The AI is designed to raise questions, not answer them. Every paper it flags still needs to be reviewed by experts before any conclusions can be reached.
The research team at Queensland University of Technology (QUT) trained the system using BERT, a language-processing model capable of recognising recurring writing patterns in previously identified paper mill publications. During testing, it correctly identified known paper mill papers about 91% of the time.
The researchers compare it to a spam filter. It doesn't decide whether an email is malicious; it simply spots the ones that deserve another look. Three scientific journals are already testing the technology as part of their editorial process.
What surprised the researchers wasn't just the number of papers flagged. It was the direction of travel.

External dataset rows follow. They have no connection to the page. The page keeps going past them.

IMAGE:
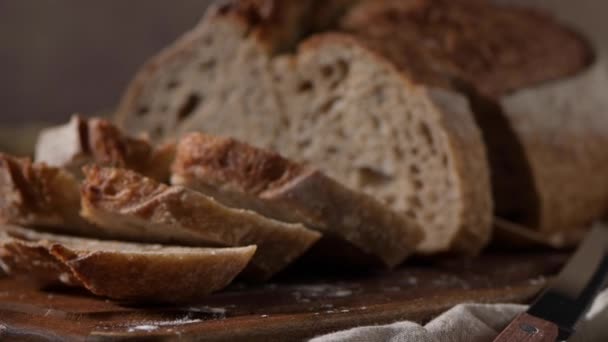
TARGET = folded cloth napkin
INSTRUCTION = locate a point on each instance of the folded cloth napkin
(470, 323)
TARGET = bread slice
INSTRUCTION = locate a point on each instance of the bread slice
(97, 141)
(340, 106)
(242, 176)
(119, 270)
(357, 97)
(129, 206)
(41, 196)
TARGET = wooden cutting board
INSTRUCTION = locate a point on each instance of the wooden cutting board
(292, 308)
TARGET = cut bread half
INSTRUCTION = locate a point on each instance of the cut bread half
(119, 270)
(129, 206)
(357, 97)
(41, 196)
(337, 105)
(242, 176)
(97, 141)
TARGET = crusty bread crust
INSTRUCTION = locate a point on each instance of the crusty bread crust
(97, 141)
(469, 47)
(246, 177)
(119, 270)
(37, 195)
(129, 206)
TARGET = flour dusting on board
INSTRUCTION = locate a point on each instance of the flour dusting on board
(149, 326)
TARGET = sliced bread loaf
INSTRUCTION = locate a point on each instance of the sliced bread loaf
(37, 195)
(119, 270)
(242, 176)
(97, 141)
(340, 106)
(129, 206)
(353, 99)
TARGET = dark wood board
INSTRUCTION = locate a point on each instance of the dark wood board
(290, 309)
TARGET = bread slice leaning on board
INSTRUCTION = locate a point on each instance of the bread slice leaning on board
(416, 103)
(120, 270)
(242, 176)
(40, 196)
(128, 206)
(97, 141)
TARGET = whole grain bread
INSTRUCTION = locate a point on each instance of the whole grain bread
(129, 206)
(242, 176)
(356, 96)
(41, 196)
(119, 270)
(97, 141)
(340, 106)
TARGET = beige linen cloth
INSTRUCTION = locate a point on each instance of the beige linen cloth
(470, 323)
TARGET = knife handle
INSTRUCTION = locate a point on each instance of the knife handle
(529, 328)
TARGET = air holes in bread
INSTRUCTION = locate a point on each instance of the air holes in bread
(158, 131)
(327, 71)
(172, 85)
(370, 176)
(303, 144)
(328, 105)
(207, 65)
(189, 107)
(426, 134)
(305, 86)
(143, 111)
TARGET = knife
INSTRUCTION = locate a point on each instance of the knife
(553, 316)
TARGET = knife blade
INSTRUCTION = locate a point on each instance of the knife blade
(555, 313)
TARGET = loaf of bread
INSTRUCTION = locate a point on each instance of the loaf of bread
(242, 176)
(119, 270)
(132, 207)
(41, 196)
(97, 141)
(411, 102)
(339, 106)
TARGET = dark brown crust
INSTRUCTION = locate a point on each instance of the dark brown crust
(281, 189)
(37, 195)
(496, 49)
(120, 270)
(467, 44)
(101, 142)
(227, 161)
(123, 202)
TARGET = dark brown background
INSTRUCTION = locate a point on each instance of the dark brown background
(63, 56)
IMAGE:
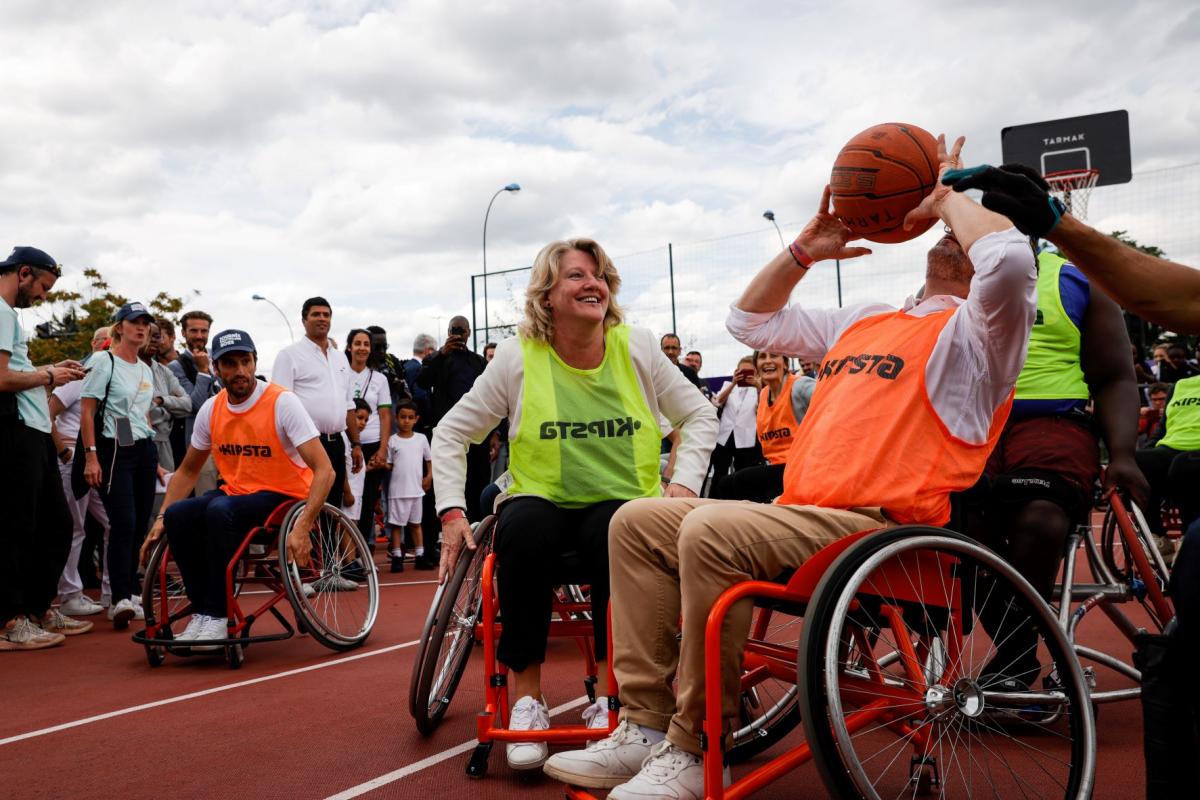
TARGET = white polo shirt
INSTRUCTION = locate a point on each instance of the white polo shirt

Their analysis suggests that the proportion of potentially problematic cancer studies has steadily climbed over the past two decades, from around 1% in the early 2000s to more than 16% by 2022. The trend appeared across thousands of journals, with molecular cancer biology and laboratory-based research showing some of the highest concentrations.
The study lands as publishers face mounting pressure to protect the integrity of scientific literature.
Earlier this month, Nature reported that cancer papers suspected of originating from paper mills were attracting significantly more citations than legitimate studies. Researchers warned that questionable papers can spread through the scientific record as other scientists unknowingly cite and build upon them.
That has consequences beyond academia.
Cancer studies influence everything from laboratory research and clinical trials to drug development and treatment guidelines. If unreliable research slips through the system, it can divert funding, mislead future studies and slow scientific progress.
Publishers have been tightening safeguards for several years, introducing stricter peer review, image-forensics software and plagiarism detection. AI is now becoming another layer of defence.
The authors stress that the technology is not meant to replace human judgement. Instead, they see it as a tool that can help editors focus their attention where it's needed most.
And they offer one final note of caution: being flagged by the AI is not evidence of misconduct. It is simply a signal that a paper deserves a closer look—an increasingly important distinction as generative AI makes it easier than ever to produce convincing scientific writing.